(ATTN: RECAST headline, lead; UPDATES with the team's visit in paras 1-7; ADDS photo)
TOKYO, May 23 (Yonhap) -- A South Korean team of experts began a two-day inspection of the planned release of radioactive water from the crippled Fukushima nuclear power plant Tuesday, amid lingering concerns about the safety of the water.
The 21-member team, headed by Nuclear Safety and Security Commission Chairperson Yoo Guk-hee, visited the plant from 10 a.m. to 7 p.m. to assess whether the treated water is safe enough to be discharged into the sea.
"We have observed all the facilities we intended to see," Yoo told reporters after the visit.
They examined the plant's custom purification system, known as ALPS, and facilities related to the K4 tanks, which are designed to store and conduct measurements of radioactive substances.
"Today, we checked the ALPS, the tanks holding contaminated water and the operational control room," he said.

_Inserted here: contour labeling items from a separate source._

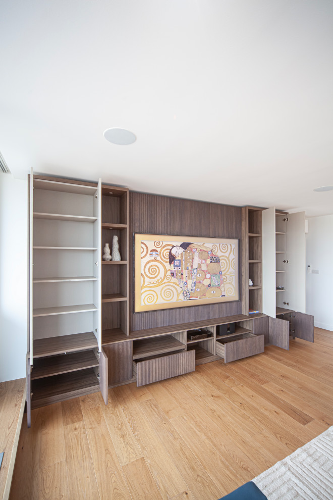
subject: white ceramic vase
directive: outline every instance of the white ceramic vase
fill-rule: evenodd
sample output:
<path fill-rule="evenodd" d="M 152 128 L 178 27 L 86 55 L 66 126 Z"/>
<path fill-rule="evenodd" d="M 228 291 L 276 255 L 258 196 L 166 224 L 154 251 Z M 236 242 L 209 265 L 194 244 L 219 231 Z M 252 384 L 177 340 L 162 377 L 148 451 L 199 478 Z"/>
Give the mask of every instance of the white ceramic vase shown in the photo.
<path fill-rule="evenodd" d="M 111 255 L 110 255 L 110 249 L 108 246 L 108 243 L 105 243 L 105 246 L 103 248 L 103 252 L 104 252 L 102 257 L 103 260 L 110 261 Z"/>
<path fill-rule="evenodd" d="M 112 260 L 113 261 L 121 261 L 117 236 L 114 236 L 112 240 Z"/>

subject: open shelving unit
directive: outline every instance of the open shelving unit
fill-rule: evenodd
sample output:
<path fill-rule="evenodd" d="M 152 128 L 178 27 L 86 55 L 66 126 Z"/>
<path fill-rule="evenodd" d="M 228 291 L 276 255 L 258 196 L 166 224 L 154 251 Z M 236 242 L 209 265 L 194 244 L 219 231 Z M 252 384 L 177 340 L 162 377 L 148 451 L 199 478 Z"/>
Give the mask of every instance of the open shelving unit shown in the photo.
<path fill-rule="evenodd" d="M 118 236 L 122 260 L 102 261 L 102 330 L 110 338 L 128 335 L 128 189 L 102 184 L 102 252 Z"/>
<path fill-rule="evenodd" d="M 133 377 L 132 343 L 128 338 L 128 189 L 102 184 L 101 229 L 102 252 L 108 243 L 112 252 L 118 236 L 121 261 L 102 261 L 102 340 L 108 362 L 108 385 Z"/>
<path fill-rule="evenodd" d="M 30 411 L 102 390 L 100 181 L 29 178 Z M 70 353 L 70 354 L 69 354 Z"/>
<path fill-rule="evenodd" d="M 242 286 L 245 297 L 242 312 L 262 311 L 262 209 L 244 207 L 242 209 Z M 253 285 L 249 285 L 250 278 Z"/>

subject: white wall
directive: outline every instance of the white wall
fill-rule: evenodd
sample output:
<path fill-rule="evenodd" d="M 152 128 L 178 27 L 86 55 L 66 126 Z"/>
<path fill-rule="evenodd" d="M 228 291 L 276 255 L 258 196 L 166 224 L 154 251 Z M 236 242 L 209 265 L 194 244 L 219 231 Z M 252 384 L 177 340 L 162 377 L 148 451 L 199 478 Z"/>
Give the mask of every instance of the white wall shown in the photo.
<path fill-rule="evenodd" d="M 0 174 L 0 382 L 25 377 L 27 189 Z"/>
<path fill-rule="evenodd" d="M 319 274 L 306 275 L 306 312 L 314 326 L 333 331 L 333 215 L 309 219 L 306 265 Z"/>

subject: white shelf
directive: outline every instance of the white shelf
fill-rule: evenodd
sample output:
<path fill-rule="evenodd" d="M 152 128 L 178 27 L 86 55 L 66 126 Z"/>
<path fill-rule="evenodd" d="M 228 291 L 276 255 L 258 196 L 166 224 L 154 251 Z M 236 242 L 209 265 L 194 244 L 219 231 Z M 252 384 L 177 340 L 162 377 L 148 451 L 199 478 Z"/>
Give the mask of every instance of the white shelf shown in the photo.
<path fill-rule="evenodd" d="M 33 310 L 33 317 L 50 316 L 59 314 L 71 314 L 74 313 L 85 313 L 97 311 L 94 304 L 81 304 L 79 306 L 62 306 L 60 307 L 44 307 Z"/>
<path fill-rule="evenodd" d="M 94 276 L 68 276 L 66 278 L 34 278 L 33 283 L 52 283 L 61 281 L 95 281 Z"/>
<path fill-rule="evenodd" d="M 96 186 L 81 186 L 74 183 L 59 182 L 44 179 L 34 179 L 33 187 L 35 189 L 60 191 L 74 194 L 90 194 L 90 196 L 92 196 L 97 189 Z"/>
<path fill-rule="evenodd" d="M 40 212 L 34 212 L 33 218 L 47 220 L 70 221 L 74 222 L 94 222 L 97 220 L 97 217 L 89 217 L 82 215 L 67 215 L 65 214 L 47 214 Z"/>
<path fill-rule="evenodd" d="M 33 246 L 36 249 L 47 250 L 98 250 L 97 248 L 91 246 Z"/>

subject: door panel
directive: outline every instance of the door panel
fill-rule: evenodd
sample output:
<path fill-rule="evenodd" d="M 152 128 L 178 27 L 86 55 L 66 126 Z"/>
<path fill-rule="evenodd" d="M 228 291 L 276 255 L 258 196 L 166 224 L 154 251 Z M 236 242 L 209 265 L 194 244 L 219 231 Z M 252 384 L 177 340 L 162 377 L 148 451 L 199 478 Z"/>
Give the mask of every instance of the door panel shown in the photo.
<path fill-rule="evenodd" d="M 133 377 L 132 342 L 129 340 L 106 344 L 103 348 L 107 356 L 109 385 L 121 384 Z"/>
<path fill-rule="evenodd" d="M 269 320 L 269 343 L 289 350 L 289 322 L 279 318 Z"/>
<path fill-rule="evenodd" d="M 105 405 L 107 404 L 107 357 L 103 349 L 99 353 L 99 388 Z"/>
<path fill-rule="evenodd" d="M 287 291 L 289 307 L 305 312 L 305 213 L 289 214 L 287 223 Z"/>
<path fill-rule="evenodd" d="M 295 337 L 302 338 L 303 340 L 313 342 L 314 328 L 313 316 L 304 313 L 293 313 L 293 329 L 295 330 Z"/>
<path fill-rule="evenodd" d="M 31 426 L 31 365 L 28 355 L 26 358 L 26 370 L 27 422 L 28 427 L 29 428 Z"/>
<path fill-rule="evenodd" d="M 97 217 L 93 224 L 93 245 L 97 250 L 93 253 L 93 275 L 97 278 L 93 283 L 93 302 L 97 310 L 93 313 L 93 331 L 98 344 L 98 351 L 102 350 L 102 219 L 101 180 L 99 179 L 97 189 L 93 201 L 94 217 Z"/>
<path fill-rule="evenodd" d="M 265 343 L 269 343 L 269 318 L 263 316 L 262 318 L 254 318 L 252 320 L 252 330 L 255 335 L 263 335 L 265 337 Z"/>
<path fill-rule="evenodd" d="M 33 305 L 32 303 L 32 287 L 33 287 L 33 170 L 32 169 L 30 171 L 30 190 L 29 192 L 29 294 L 28 297 L 28 311 L 29 311 L 29 319 L 28 321 L 28 351 L 30 353 L 30 365 L 32 364 L 33 360 Z"/>

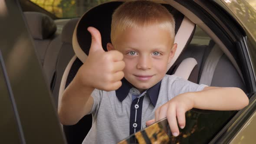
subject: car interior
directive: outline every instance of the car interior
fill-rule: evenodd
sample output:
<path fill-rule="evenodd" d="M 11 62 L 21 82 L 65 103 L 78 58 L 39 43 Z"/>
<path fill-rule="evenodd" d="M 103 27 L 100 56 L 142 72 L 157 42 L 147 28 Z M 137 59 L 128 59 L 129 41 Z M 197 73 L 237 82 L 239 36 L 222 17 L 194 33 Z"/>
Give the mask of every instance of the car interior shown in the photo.
<path fill-rule="evenodd" d="M 239 87 L 246 93 L 240 68 L 222 40 L 192 11 L 174 1 L 168 2 L 161 1 L 174 17 L 178 48 L 167 74 L 209 86 Z M 106 44 L 111 42 L 111 15 L 122 3 L 105 3 L 81 17 L 67 19 L 53 19 L 46 13 L 23 9 L 56 109 L 62 93 L 89 54 L 91 37 L 87 27 L 93 26 L 99 30 L 106 51 Z M 88 115 L 74 125 L 64 125 L 68 143 L 81 143 L 92 123 L 92 116 Z"/>

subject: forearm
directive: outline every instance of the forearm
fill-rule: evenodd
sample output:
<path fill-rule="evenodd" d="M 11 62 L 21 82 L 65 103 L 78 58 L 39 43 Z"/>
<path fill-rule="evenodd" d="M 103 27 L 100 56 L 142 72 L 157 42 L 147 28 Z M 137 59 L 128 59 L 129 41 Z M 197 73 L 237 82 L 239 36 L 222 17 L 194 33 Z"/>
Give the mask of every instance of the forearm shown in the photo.
<path fill-rule="evenodd" d="M 79 81 L 76 76 L 64 92 L 59 104 L 59 117 L 63 124 L 76 124 L 91 111 L 93 101 L 90 101 L 89 98 L 94 88 L 81 85 Z"/>
<path fill-rule="evenodd" d="M 240 110 L 249 103 L 246 95 L 237 88 L 206 87 L 192 95 L 194 107 L 201 109 Z"/>

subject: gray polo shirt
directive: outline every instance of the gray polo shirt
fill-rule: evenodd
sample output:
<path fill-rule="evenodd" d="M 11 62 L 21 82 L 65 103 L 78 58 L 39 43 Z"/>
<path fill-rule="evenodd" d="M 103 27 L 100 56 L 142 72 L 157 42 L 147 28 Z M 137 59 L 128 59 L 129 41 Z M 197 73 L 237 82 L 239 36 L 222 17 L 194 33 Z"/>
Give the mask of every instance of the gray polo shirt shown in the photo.
<path fill-rule="evenodd" d="M 165 75 L 141 94 L 125 79 L 122 82 L 116 91 L 93 92 L 92 126 L 82 144 L 116 144 L 144 128 L 146 121 L 154 118 L 155 111 L 175 96 L 201 91 L 207 86 Z"/>

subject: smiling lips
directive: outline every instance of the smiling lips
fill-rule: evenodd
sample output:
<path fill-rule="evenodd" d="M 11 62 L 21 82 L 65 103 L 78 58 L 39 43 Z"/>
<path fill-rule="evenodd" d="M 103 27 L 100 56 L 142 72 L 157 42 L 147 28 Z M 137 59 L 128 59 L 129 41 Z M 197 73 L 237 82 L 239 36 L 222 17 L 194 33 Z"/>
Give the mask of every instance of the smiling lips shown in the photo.
<path fill-rule="evenodd" d="M 152 78 L 153 75 L 134 75 L 136 78 L 140 81 L 147 81 Z"/>

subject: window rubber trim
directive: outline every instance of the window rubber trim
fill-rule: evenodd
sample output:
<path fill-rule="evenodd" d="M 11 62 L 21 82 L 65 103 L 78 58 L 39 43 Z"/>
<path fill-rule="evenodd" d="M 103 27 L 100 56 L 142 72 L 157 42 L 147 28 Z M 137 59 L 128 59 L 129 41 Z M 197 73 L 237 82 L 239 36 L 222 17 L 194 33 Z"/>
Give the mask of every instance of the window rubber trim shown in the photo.
<path fill-rule="evenodd" d="M 5 81 L 5 83 L 6 84 L 9 95 L 10 96 L 10 100 L 12 103 L 12 106 L 13 110 L 13 112 L 14 113 L 14 116 L 15 117 L 15 119 L 16 119 L 16 122 L 17 122 L 18 131 L 19 132 L 19 134 L 20 134 L 19 136 L 20 142 L 21 144 L 26 144 L 26 142 L 25 137 L 24 136 L 24 133 L 23 132 L 22 126 L 20 122 L 20 119 L 19 115 L 19 112 L 18 112 L 18 109 L 16 105 L 15 99 L 13 96 L 13 91 L 12 90 L 12 88 L 11 87 L 10 83 L 8 77 L 6 67 L 5 66 L 5 65 L 4 64 L 4 61 L 3 60 L 3 55 L 2 54 L 2 52 L 1 52 L 1 49 L 0 49 L 0 65 L 1 66 L 1 68 L 3 69 L 3 77 L 4 77 L 4 80 Z"/>

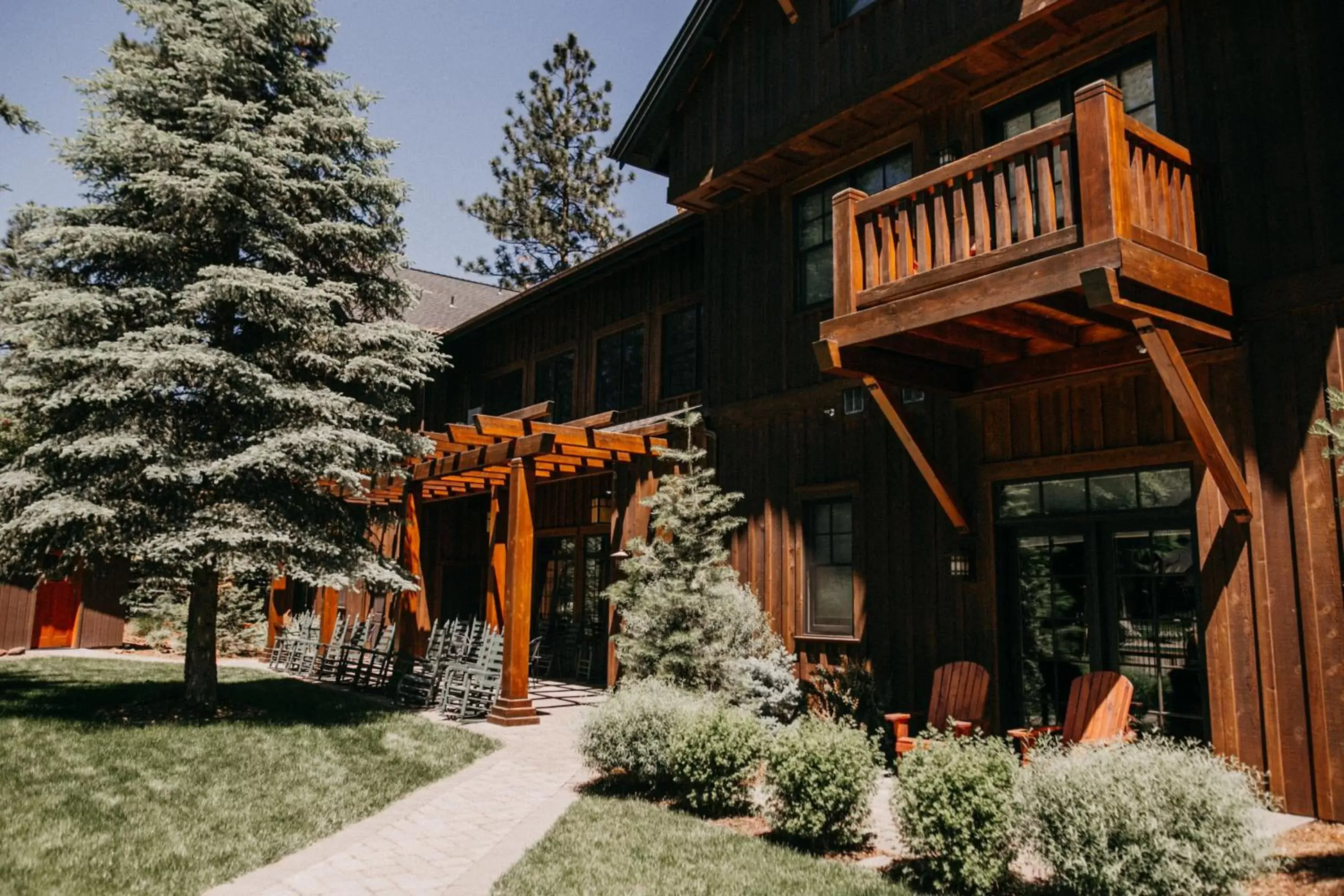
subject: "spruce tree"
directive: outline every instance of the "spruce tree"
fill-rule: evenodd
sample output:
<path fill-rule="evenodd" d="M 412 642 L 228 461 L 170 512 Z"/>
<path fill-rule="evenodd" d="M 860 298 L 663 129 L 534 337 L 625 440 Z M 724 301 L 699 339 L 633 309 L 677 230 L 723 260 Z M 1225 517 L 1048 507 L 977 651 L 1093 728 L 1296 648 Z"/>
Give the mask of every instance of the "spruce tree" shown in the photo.
<path fill-rule="evenodd" d="M 746 523 L 731 516 L 742 494 L 720 489 L 703 466 L 706 451 L 691 438 L 699 422 L 692 411 L 677 418 L 685 447 L 660 454 L 676 472 L 644 498 L 656 535 L 630 539 L 625 578 L 606 590 L 621 613 L 613 639 L 622 674 L 723 693 L 788 720 L 800 701 L 792 660 L 757 595 L 728 566 L 726 539 Z"/>
<path fill-rule="evenodd" d="M 34 134 L 42 130 L 42 125 L 28 117 L 28 113 L 23 106 L 5 99 L 4 94 L 0 94 L 0 124 L 8 125 L 9 128 L 17 128 L 26 134 Z M 7 184 L 0 184 L 0 192 L 9 189 Z"/>
<path fill-rule="evenodd" d="M 0 575 L 59 555 L 190 583 L 185 696 L 215 704 L 220 574 L 414 587 L 336 489 L 388 473 L 442 357 L 403 324 L 406 187 L 372 97 L 321 67 L 312 0 L 122 0 L 60 157 L 87 204 L 15 238 L 0 282 Z M 22 411 L 22 414 L 19 414 Z"/>
<path fill-rule="evenodd" d="M 516 111 L 504 110 L 501 150 L 509 161 L 491 160 L 499 195 L 457 203 L 500 240 L 495 261 L 458 258 L 464 270 L 526 289 L 629 235 L 616 193 L 634 175 L 620 172 L 598 146 L 598 134 L 612 128 L 612 82 L 591 87 L 595 69 L 571 34 L 540 71 L 528 73 L 530 93 L 519 91 Z"/>

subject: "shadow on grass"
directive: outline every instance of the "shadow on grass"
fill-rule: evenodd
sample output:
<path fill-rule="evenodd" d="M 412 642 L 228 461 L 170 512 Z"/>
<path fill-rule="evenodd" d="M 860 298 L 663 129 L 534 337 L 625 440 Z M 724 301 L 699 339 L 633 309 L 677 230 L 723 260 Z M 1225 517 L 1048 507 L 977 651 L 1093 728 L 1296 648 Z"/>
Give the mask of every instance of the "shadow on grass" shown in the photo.
<path fill-rule="evenodd" d="M 0 668 L 0 716 L 52 719 L 91 725 L 316 725 L 379 721 L 401 711 L 363 695 L 320 688 L 293 678 L 219 682 L 219 713 L 187 712 L 181 680 L 89 682 L 59 674 Z"/>

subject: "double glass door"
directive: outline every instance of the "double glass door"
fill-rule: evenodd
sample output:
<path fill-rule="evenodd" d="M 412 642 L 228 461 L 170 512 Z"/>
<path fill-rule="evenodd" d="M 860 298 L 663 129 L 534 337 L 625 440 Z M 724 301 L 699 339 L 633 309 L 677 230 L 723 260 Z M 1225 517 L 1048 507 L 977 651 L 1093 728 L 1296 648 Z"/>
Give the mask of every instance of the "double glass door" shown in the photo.
<path fill-rule="evenodd" d="M 1188 490 L 1167 496 L 1180 498 L 1168 500 L 1172 506 L 1144 508 L 1136 498 L 1132 508 L 1099 512 L 1091 493 L 1103 478 L 1078 477 L 1081 494 L 1056 506 L 1062 513 L 1042 501 L 1013 514 L 1000 492 L 1008 720 L 1062 724 L 1073 680 L 1110 669 L 1134 684 L 1132 712 L 1141 728 L 1206 737 Z M 1032 485 L 1044 486 L 1038 492 L 1044 497 L 1059 482 Z"/>

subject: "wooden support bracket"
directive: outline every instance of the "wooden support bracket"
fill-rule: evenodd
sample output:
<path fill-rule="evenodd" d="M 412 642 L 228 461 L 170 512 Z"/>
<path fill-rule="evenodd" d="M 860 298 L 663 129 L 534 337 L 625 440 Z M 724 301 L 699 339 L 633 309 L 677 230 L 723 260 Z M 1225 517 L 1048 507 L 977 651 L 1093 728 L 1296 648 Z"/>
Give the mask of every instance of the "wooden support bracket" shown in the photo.
<path fill-rule="evenodd" d="M 948 488 L 946 477 L 938 472 L 933 461 L 929 459 L 929 455 L 925 454 L 923 447 L 921 447 L 914 433 L 911 433 L 910 427 L 906 424 L 905 418 L 900 416 L 900 411 L 896 410 L 896 406 L 887 396 L 882 383 L 871 376 L 864 376 L 863 384 L 868 387 L 868 392 L 872 395 L 874 403 L 882 410 L 882 415 L 887 418 L 887 422 L 891 423 L 891 429 L 896 431 L 896 437 L 900 439 L 900 443 L 905 445 L 906 451 L 910 453 L 910 459 L 915 462 L 915 466 L 919 469 L 919 474 L 923 476 L 925 482 L 927 482 L 929 488 L 933 489 L 933 496 L 938 500 L 943 513 L 946 513 L 948 519 L 952 520 L 957 532 L 961 532 L 962 535 L 970 532 L 970 523 L 968 521 L 966 514 L 961 512 L 961 505 Z"/>
<path fill-rule="evenodd" d="M 1148 357 L 1157 368 L 1157 376 L 1161 377 L 1163 386 L 1172 396 L 1176 412 L 1180 414 L 1185 429 L 1189 430 L 1195 450 L 1199 451 L 1210 474 L 1212 474 L 1223 500 L 1227 501 L 1227 506 L 1231 508 L 1232 516 L 1239 523 L 1247 523 L 1253 516 L 1250 489 L 1246 488 L 1246 480 L 1236 465 L 1236 458 L 1227 447 L 1227 441 L 1218 429 L 1214 415 L 1208 411 L 1208 404 L 1204 403 L 1195 387 L 1195 379 L 1185 365 L 1185 359 L 1180 356 L 1176 341 L 1169 332 L 1154 325 L 1148 317 L 1136 318 L 1134 329 L 1138 330 Z"/>

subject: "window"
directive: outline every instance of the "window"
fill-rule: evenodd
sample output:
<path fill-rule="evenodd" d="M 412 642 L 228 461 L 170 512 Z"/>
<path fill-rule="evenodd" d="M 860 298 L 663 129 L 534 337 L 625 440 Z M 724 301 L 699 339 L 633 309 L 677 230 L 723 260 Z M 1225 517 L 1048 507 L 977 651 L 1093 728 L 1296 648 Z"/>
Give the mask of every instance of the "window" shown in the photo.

The experts also examined additional tanks from which Tokyo Electric Power Co. (TEPCO) had obtained samples for the radiation environmental impact assessment, according to Yoo.
On Wednesday, they plan to visit a chemical study facility responsible for analyzing nuclides, and examine the seawater dilution system and discharge facilities, he added.
Tokyo will seek to deepen understanding among South Koreans about the safety of the water release through this week's inspection, Japan's Chief Cabinet Secretary Hirokazu Matsuno told a press briefing.
On Monday, the experts held a four-hour meeting with Japanese officials from TEPCO, the operator of the wrecked power plant, as well as the industry ministry and the Nuclear Regulation Authority, the country's top nuclear regulator.
The delegation is scheduled to have "in-depth technical discussions" based on their findings Thursday before returning home the following day.
The inspection -- the first independent one by South Korean experts -- is a follow-up to the summit between South Korean President Yoon Suk Yeol and Japanese Prime Minister Fumio Kishida in Seoul earlier this month amid a thaw in the two countries' relations badly frayed over historical disputes.
In March 2011, a massive earthquake and subsequent tsunami damaged the Fukushima plant's cooling systems, resulting in the release of a large amount of radiation.
The plant currently stores over 1.3 million tons of water treated by ALPS. The water discharge is set to begin this summer and will take decades to complete, in what Japanese officials view as an unavoidable step in the decommissioning process.
Japanese officials have claimed the "treated" and further diluted water will be gradually released into the sea, and cause virtually no harm to human health and the environment. Seoul has continued to express concerns over its safety and said it will not consider lifting its ban on seafood imports from eight Japanese prefectures near Fukushima in place since 2013.